Acórdão nº 23592/11.4T2SNT.L1.S1 de Supremo Tribunal de Justiça (Portugal), 02 de Novembro de 2017

Magistrado ResponsávelMARIA DOS PRAZERES PIZARRO BELEZA
Data da Resolução02 de Novembro de 2017
EmissorSupremo Tribunal de Justiça (Portugal)

Acordam, no Supremo Tribunal de Justiça: 1. AA instaurou uma acção conta a Clinica Dr. BB, Lda. e contra CC, pedindo a sua condenação solidária no pagamento de uma indemnização de € 35.498,08 (€ 498,08 por danos patrimoniais e € 35.000,00 por danos não patrimoniais), com juros calculados desde a citação e até integral pagamento, bem como no montante que vier a apurar-se “no decurso da acção como correspondente aos danos sofridos”, patrimoniais e não patrimoniais, com juros contados desde a condenação.
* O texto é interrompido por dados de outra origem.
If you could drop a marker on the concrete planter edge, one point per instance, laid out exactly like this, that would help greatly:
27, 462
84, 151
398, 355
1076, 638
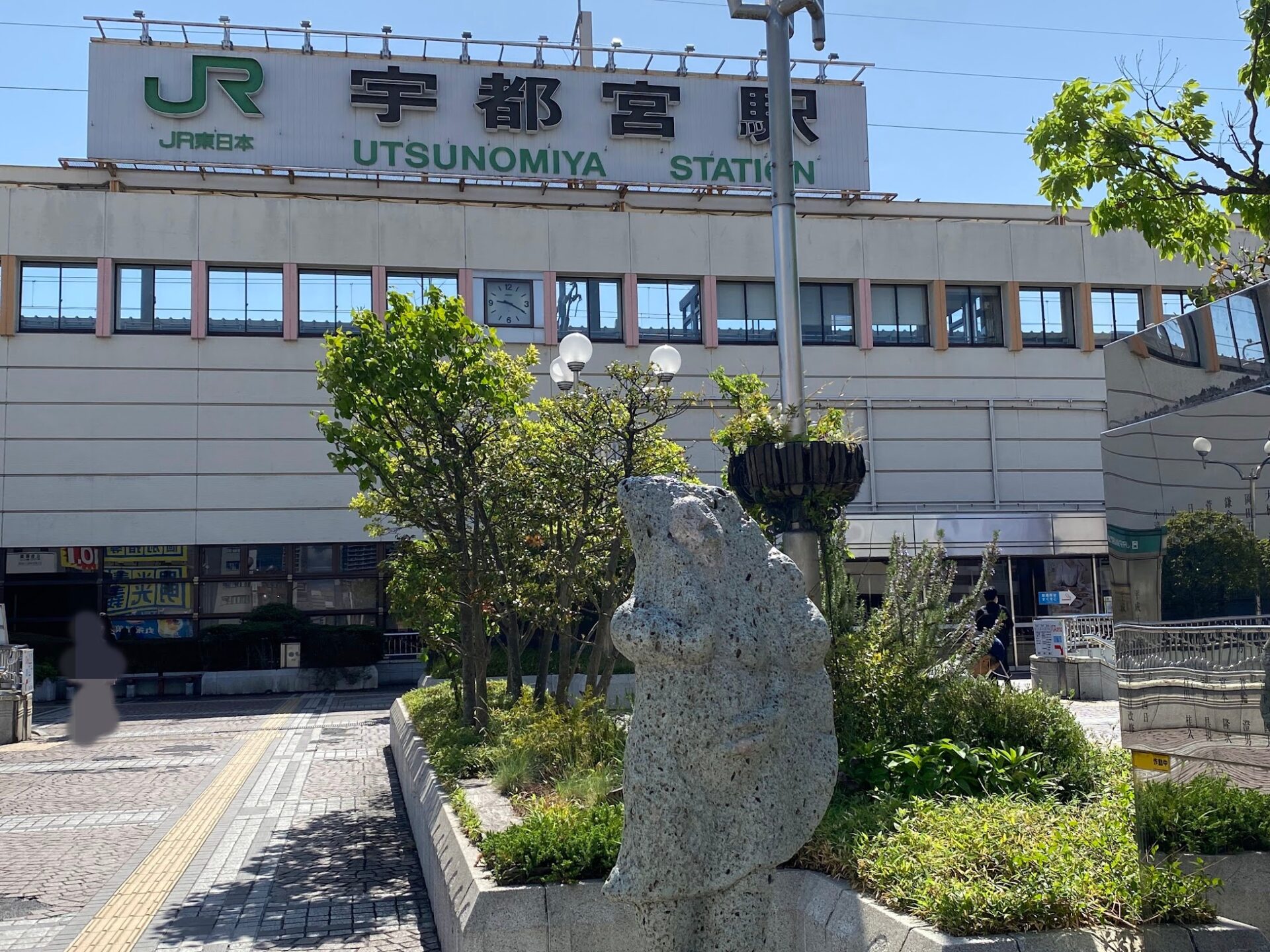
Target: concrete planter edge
812, 913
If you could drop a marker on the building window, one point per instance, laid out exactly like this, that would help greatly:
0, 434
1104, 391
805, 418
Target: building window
669, 310
328, 300
151, 300
1046, 317
244, 301
59, 298
974, 317
900, 315
1117, 314
828, 314
417, 285
1175, 302
1238, 333
747, 311
589, 306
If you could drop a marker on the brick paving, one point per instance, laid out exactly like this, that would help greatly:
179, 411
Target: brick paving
245, 823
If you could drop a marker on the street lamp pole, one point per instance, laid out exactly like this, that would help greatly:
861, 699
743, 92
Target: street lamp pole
799, 542
1203, 447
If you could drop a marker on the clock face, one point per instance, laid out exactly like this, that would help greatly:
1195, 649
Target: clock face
509, 303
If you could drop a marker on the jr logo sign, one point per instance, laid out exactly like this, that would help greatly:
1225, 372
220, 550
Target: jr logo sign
240, 91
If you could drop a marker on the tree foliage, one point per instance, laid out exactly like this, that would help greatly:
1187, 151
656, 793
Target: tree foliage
1210, 561
1166, 167
422, 405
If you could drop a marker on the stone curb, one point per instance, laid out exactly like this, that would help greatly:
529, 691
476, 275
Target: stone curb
813, 912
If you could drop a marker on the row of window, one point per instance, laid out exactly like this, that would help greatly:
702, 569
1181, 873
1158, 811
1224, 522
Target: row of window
157, 300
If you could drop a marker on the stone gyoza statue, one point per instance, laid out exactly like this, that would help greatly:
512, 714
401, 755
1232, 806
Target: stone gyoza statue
732, 758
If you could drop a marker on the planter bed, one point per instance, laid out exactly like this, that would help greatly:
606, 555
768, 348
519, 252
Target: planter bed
813, 913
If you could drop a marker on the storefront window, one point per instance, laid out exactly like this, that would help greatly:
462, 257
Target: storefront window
60, 298
669, 310
328, 300
589, 306
151, 300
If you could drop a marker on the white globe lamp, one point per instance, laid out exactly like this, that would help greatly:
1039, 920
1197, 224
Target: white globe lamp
666, 362
575, 350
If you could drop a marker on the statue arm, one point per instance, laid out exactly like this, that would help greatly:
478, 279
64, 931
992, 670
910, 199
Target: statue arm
651, 635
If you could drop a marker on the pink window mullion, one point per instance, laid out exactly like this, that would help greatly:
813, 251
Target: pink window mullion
864, 315
710, 311
550, 331
198, 300
291, 301
465, 291
630, 310
379, 290
105, 296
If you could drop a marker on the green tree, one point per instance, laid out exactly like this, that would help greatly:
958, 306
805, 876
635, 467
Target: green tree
581, 446
1164, 164
423, 403
1210, 560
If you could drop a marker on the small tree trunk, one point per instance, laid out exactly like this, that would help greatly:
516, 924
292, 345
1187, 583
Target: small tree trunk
567, 666
515, 648
540, 686
476, 663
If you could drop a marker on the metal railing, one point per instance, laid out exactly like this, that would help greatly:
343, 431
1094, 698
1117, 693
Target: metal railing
17, 668
306, 40
1201, 648
402, 644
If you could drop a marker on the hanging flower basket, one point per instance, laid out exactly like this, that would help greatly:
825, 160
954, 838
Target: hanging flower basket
784, 479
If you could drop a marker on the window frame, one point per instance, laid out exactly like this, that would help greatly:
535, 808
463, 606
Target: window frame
894, 290
149, 300
247, 332
1067, 309
825, 340
426, 277
1115, 324
973, 291
592, 290
334, 274
669, 337
62, 267
746, 339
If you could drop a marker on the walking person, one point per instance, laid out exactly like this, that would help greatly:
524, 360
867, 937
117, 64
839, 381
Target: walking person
986, 619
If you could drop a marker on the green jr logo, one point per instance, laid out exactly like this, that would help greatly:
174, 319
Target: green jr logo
240, 91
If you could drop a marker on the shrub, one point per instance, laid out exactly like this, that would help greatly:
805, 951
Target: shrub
1003, 863
947, 767
531, 744
1206, 815
556, 843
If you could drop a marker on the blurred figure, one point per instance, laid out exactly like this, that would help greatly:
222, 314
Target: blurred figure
92, 666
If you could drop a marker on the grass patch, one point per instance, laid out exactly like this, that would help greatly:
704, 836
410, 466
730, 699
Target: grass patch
1005, 863
1206, 815
556, 843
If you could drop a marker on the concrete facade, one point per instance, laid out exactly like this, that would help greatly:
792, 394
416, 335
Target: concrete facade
143, 440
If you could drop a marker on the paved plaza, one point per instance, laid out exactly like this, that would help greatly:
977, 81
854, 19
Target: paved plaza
220, 824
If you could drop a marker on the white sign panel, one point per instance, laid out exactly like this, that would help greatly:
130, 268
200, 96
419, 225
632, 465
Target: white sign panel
1050, 637
478, 120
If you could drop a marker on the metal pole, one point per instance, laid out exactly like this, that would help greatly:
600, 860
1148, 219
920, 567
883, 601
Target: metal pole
800, 545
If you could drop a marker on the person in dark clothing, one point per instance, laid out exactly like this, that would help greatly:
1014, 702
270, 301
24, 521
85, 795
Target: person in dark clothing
984, 619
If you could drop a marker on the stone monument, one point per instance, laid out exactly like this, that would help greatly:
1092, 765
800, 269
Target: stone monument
730, 760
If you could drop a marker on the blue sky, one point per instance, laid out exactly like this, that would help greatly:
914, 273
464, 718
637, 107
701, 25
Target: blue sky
915, 45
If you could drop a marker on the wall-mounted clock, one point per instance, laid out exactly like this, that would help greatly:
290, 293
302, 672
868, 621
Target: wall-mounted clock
508, 302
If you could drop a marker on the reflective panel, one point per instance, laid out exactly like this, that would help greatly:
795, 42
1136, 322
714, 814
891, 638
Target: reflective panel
1188, 517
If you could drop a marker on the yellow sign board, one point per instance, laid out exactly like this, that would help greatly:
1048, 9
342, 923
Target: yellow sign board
1146, 761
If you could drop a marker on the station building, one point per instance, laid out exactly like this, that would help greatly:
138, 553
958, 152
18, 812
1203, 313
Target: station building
160, 323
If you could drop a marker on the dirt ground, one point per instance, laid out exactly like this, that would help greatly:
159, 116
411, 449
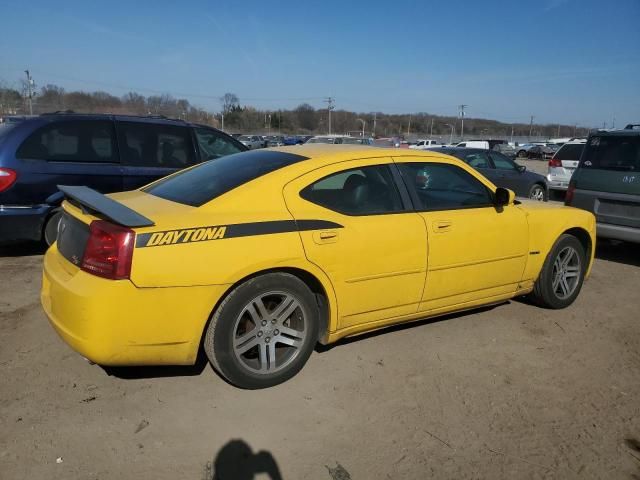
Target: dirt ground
512, 391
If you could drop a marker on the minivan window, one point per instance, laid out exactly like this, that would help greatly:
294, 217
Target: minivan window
199, 185
153, 145
214, 145
71, 141
570, 151
612, 153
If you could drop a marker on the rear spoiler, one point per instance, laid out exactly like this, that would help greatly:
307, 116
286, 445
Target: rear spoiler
96, 202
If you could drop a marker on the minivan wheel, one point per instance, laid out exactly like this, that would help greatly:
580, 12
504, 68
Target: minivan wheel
263, 332
538, 192
562, 274
50, 232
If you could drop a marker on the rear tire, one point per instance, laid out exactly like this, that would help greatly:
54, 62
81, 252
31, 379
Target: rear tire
263, 332
50, 231
562, 274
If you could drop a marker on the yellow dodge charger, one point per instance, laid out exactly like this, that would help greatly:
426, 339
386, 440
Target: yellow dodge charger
256, 257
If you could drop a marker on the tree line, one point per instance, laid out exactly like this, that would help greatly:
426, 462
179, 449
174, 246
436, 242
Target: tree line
304, 119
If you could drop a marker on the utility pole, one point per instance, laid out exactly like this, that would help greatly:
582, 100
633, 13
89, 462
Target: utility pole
462, 107
330, 106
29, 91
531, 127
Para o efeito, e em síntese, alegou ter sido submetida em 10 de Outubro de 2008 a uma extracção de um dente do siso incluso da qual resultaram “sintomatologia (…), dores e limitações (…) de que não padecia antes da exodontia”, incapacidade para o trabalho, para o treino físico e para progressão na carreira de militar – a autora é militar da força aérea, no activo –, causadas por lesões resultantes de falta de cuidado do segundo réu na realização da referida extracção e cuja possibilidade de ocorrência não lhe fora previamente comunicada. Disse ainda que nunca os réus assumiram que tivesse havido qualquer erro de execução na extracção ou que os danos que invoca tivessem sido sua consequência.

Concluiu estarem reunidos os pressupostos da responsabilidade civil por erro médico, por ter sido celebrado um contrato de prestação de serviços médicos com a clínica, a cujo serviço se encontra o segundo réu, aliás sócio e gerente da primeira.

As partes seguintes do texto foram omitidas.